A perfectly fine projector, it’s one of the sharper LCD projectors. That said, it’s average in lumens, lacks CFI, etc. Sure it’s fine for HDTV and sports, but hardly a top choice in this field of competition.

Mitsubishi HC7000

Might be an excellent choice for sports on an 82″ screen, but hey, even in brightest mode, at the mid-point of the zoom (where we measure all of these), it’s the dimmest projector in the entire report. Not a thing wrong with the picture (ok no CFI for sports), but it comes down to “where’s the beef! Sorry, not enough under this hood. It’s just not the projector with the horsepower to do sports well, unless your screen size is down there with the LCDTVs and Plasmas.

Optoma HD8200

Not quite as underpowered as the Mitsubishi HC7000, the HD8200, is still one of the dim bulbs, when it comes to sports. Our brightest measurement of the HD8200 was 660 lumens. That’s a mere 64 lumens brighter than the Mitsubishi HC7000. The picture is nice and sharp, but if you want enough lumens to be able to see your friends easily while watching football…

Sanyo PLV-Z3000

The Z3000 does have some spare lumens.

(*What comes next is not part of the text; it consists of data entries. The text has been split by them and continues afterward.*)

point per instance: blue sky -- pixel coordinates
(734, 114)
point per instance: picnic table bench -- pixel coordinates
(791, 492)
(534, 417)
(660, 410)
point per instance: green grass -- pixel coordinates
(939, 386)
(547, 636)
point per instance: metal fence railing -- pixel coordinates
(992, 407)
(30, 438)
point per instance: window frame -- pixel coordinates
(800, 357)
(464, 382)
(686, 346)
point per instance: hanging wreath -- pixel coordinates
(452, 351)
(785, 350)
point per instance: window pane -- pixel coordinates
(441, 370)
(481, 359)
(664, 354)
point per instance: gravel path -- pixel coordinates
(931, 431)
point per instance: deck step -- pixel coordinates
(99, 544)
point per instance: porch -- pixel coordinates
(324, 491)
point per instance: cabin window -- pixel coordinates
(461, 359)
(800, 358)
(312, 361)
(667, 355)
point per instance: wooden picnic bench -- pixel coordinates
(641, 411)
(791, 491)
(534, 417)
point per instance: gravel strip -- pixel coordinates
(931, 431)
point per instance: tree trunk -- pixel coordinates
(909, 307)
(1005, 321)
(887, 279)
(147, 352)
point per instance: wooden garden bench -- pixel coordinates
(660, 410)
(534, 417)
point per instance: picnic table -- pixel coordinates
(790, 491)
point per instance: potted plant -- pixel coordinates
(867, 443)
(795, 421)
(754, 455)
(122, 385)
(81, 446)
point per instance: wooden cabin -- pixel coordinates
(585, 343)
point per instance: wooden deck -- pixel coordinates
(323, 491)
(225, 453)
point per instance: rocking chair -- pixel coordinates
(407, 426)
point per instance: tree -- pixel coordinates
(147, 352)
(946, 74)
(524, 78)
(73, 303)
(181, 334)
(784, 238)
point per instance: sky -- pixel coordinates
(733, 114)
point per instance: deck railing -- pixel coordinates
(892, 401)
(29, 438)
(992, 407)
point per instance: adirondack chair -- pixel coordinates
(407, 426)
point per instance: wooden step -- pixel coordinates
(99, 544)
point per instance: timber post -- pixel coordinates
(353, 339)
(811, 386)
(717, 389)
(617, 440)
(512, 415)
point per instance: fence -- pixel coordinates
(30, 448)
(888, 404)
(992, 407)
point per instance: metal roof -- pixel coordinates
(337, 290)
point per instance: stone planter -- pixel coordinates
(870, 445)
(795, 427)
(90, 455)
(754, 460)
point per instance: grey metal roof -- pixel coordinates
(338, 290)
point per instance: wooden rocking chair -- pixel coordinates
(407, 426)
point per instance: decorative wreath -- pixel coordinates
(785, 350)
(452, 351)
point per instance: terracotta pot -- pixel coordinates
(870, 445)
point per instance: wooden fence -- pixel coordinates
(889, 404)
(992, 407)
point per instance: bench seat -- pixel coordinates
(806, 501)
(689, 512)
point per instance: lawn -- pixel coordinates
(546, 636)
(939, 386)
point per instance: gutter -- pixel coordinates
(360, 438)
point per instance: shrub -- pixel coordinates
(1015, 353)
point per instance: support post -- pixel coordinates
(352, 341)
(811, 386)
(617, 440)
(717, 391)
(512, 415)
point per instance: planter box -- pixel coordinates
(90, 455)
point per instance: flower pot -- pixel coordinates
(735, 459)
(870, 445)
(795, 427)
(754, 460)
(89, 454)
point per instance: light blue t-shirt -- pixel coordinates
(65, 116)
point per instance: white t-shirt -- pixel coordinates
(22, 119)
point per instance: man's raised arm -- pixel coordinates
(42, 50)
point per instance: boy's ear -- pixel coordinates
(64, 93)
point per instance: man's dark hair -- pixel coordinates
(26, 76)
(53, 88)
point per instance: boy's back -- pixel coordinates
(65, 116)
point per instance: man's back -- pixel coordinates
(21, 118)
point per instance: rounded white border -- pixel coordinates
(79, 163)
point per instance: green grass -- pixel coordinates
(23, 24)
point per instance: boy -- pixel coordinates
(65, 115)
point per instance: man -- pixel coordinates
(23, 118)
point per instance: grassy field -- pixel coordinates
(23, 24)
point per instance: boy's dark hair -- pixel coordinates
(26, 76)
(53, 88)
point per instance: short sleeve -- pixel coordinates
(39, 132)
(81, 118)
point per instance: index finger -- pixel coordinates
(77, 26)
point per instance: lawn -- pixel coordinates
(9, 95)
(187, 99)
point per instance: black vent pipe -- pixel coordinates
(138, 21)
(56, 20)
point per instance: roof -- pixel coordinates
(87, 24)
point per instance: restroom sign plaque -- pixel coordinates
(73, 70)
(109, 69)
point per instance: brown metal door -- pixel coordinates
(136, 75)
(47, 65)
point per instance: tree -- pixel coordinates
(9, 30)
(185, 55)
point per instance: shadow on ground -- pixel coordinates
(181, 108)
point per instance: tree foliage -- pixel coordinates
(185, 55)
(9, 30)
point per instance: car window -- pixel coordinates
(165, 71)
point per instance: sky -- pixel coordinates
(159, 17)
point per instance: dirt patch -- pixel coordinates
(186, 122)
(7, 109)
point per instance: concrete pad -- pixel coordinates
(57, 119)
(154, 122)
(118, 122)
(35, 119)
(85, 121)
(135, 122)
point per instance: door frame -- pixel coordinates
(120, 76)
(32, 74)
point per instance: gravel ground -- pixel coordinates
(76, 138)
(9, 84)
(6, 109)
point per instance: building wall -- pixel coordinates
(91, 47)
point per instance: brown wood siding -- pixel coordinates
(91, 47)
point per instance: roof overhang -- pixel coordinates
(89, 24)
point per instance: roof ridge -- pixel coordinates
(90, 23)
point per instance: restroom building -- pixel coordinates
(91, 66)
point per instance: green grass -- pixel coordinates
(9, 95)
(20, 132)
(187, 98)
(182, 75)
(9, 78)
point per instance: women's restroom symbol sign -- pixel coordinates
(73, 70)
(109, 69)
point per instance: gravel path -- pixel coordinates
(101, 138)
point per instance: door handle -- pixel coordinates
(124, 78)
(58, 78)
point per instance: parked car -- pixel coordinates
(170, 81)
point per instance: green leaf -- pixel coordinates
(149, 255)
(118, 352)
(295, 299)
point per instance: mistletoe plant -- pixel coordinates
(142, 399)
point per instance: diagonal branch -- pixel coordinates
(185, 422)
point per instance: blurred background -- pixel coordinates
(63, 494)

It’s another projector that’s average in brightness, so I can’t beat on it too much, since it measured a good 150 lumens more than my own RS20. So, it has adequate brightness for sports. While the Z3000 we calibrated, never had quite as good color as we expected (strange color management abilities?), it still looks good on sports and Discovery HD, etc. The skin tones weren’t as good as most, but then, considering lamp variations, etc., another unit might have done better. (Still we have to blame a little on the less capable color controls.) Sharpness is better than average for an LCD projector, but not a match for a good DLP. The Z3000 is more a well rounded, average brightness projector that just makes the UHC cut, rather than a projector particularly good for sports and HDTV.